Sehr geehrter Herr Präsident, meine Damen und Herren! In den nächsten zehn Jahren werden wir in Bremen und Bremerhaven mehr als 2 600 Lehrer neu gewinnen müssen. Es ist nicht so, dass wir das als einziges Bundesland tun müssen und das überall anders kein Problem sei, sondern es geht allen Bundesländern mehr oder weniger so. Mecklenburg-Vorpommern bildet dabei eine der wenigen Ausnahmen. Wenn wir das im Auge behalten, bedeutet dies, wir stehen hier in einem Wettbewerb um die besten Lehrer, die die bestmögliche Bildung für unsere Kinder und Jugendlichen hier im Lande überhaupt erst ermöglichen.

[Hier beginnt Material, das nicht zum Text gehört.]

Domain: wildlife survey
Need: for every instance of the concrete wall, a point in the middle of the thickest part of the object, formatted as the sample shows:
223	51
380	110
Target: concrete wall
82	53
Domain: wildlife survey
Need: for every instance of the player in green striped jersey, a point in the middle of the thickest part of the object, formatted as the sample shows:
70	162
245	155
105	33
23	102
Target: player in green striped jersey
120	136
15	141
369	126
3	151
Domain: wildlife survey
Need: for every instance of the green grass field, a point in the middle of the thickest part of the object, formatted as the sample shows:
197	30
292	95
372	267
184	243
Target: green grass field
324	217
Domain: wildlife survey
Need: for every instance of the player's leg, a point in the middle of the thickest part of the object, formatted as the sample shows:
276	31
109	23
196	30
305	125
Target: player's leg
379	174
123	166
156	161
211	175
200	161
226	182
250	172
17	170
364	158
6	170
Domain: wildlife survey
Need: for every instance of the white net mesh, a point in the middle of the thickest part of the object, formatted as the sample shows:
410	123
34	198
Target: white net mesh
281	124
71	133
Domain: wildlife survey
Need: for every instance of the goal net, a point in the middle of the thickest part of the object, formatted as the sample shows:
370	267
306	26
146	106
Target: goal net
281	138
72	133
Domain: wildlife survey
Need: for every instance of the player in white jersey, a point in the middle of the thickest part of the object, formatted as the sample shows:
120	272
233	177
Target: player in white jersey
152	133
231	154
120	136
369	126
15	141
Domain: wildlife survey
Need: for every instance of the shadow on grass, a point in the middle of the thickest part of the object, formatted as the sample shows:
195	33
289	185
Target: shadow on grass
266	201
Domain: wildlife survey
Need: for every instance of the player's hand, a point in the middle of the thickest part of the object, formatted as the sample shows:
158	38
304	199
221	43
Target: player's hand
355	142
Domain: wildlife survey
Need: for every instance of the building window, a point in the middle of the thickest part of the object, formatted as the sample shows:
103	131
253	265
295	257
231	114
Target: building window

Es war heute so schön eindrucksvoll bei der 150Jahre-Feier von Kippenberg. Dort wurde gesagt, wir brauchen Lehrer, die für ihr Fach brennen und begeistern können. Und genau das ist es, wir brauchen Lehrer, die fachlich qualifiziert sind, Spaß an dem Beruf haben und das gern vermitteln und nicht etwa als Job sehen, sondern als Berufung! Das ist für uns wichtig. (Beifall bei der FDP)

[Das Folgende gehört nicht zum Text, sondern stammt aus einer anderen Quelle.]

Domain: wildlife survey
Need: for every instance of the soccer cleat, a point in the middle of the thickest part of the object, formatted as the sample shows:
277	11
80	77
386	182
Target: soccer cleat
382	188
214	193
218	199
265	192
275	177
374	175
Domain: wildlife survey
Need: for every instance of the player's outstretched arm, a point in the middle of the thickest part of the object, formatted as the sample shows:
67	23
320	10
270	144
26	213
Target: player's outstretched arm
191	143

Neben diesem qualitativen Problem gibt es ein quantitatives Problem, nämlich die Frage: Gibt es nicht Menschen, die irgendwie im Laufe ihres Berufslebens feststellen, dass sie ganz gute Lehrer sein könnten, aber eben ihren Berufsweg anders gegangen sind? Wie sieht es denn bei Leuten aus, die ein Bachelor-Studium gemacht haben, das nicht einschlägig auf den Lehrerberuf vorbereitet? Warum gelingt es nicht, da Master-Aufbaustudiengänge anzubieten, die den Quereinstieg ins Studium, den Umstieg, so will ich es nennen, ermöglichen? Welche Möglichkeiten können wir dort schaffen? Diese Fragen wollen wir weiterhin geklärt wissen, dafür haben wir unseren Antrag und unsere Anfrage gestellt. Uns geht es darum, kontinuierliche Verbesserungsprozesse zu implementieren. Deswegen finden wir es an dieser Stelle auch schade, dass die Verbesserung der Bachelor-Studien erst wirklich angegangen werden soll, wenn die ersten durch ihre Referendariatsausbildung gegangen sind, so verstehe ich die Antwort des Senats. Ich würde mir wünschen, dass es einfach kontinuierliche Verbesserungsprozesse gibt. Wenn man immer nur in Etappen arbeitet, kommt manche Verbesserung, die vielleicht vorher schon sinnvoll wäre, für diejenigen zu spät, die wir dort schon im Prozess haben. Wir haben mit dem neuen Schulgesetz auch Dinge, die wir als FDP sehr gut finden, die Inklusion ist einer dieser Punkte, eine Sache, die unserer Meinung nach hätte schneller kommen können, das ist jetzt anders. Aber was auf jeden Fall wichtig ist, ist, ob und wann wir dafür entsprechend qualifizierte Lehrerinnen und Lehrer haben, weil man das nicht machen kann ohne Personen, die dazu in der Lage sind. Auch das heißt etwas an Änderung für die universitäre Ausbildung auf der einen Seite, aber auch für die Fortund Weiterbildung auf der anderen Seite. Dort müssen wir uns in den weiteren Diskussionen, die wir hier zu diesem Thema auch noch haben werden und haben müssen, weiter Gedanken machen, wie da das Zusammenspiel von universitärer Ausbildung, universitärer Fort- und Weiterbildung und den Angeboten des Landesinstituts für Schule ist. Das ist ein Zusammenspiel, das wir dort genau sehen müssen und wo mir aus den Antworten und aus den bisherigen Debatten nicht ganz klar ist, welche Rolle wer hat und welche Aufgabe wer schultert und welche Aufgaben da in Zukunft geschultert werden sollen. Insofern ist auch das eine Frage, die noch weiter geklärt werden muss.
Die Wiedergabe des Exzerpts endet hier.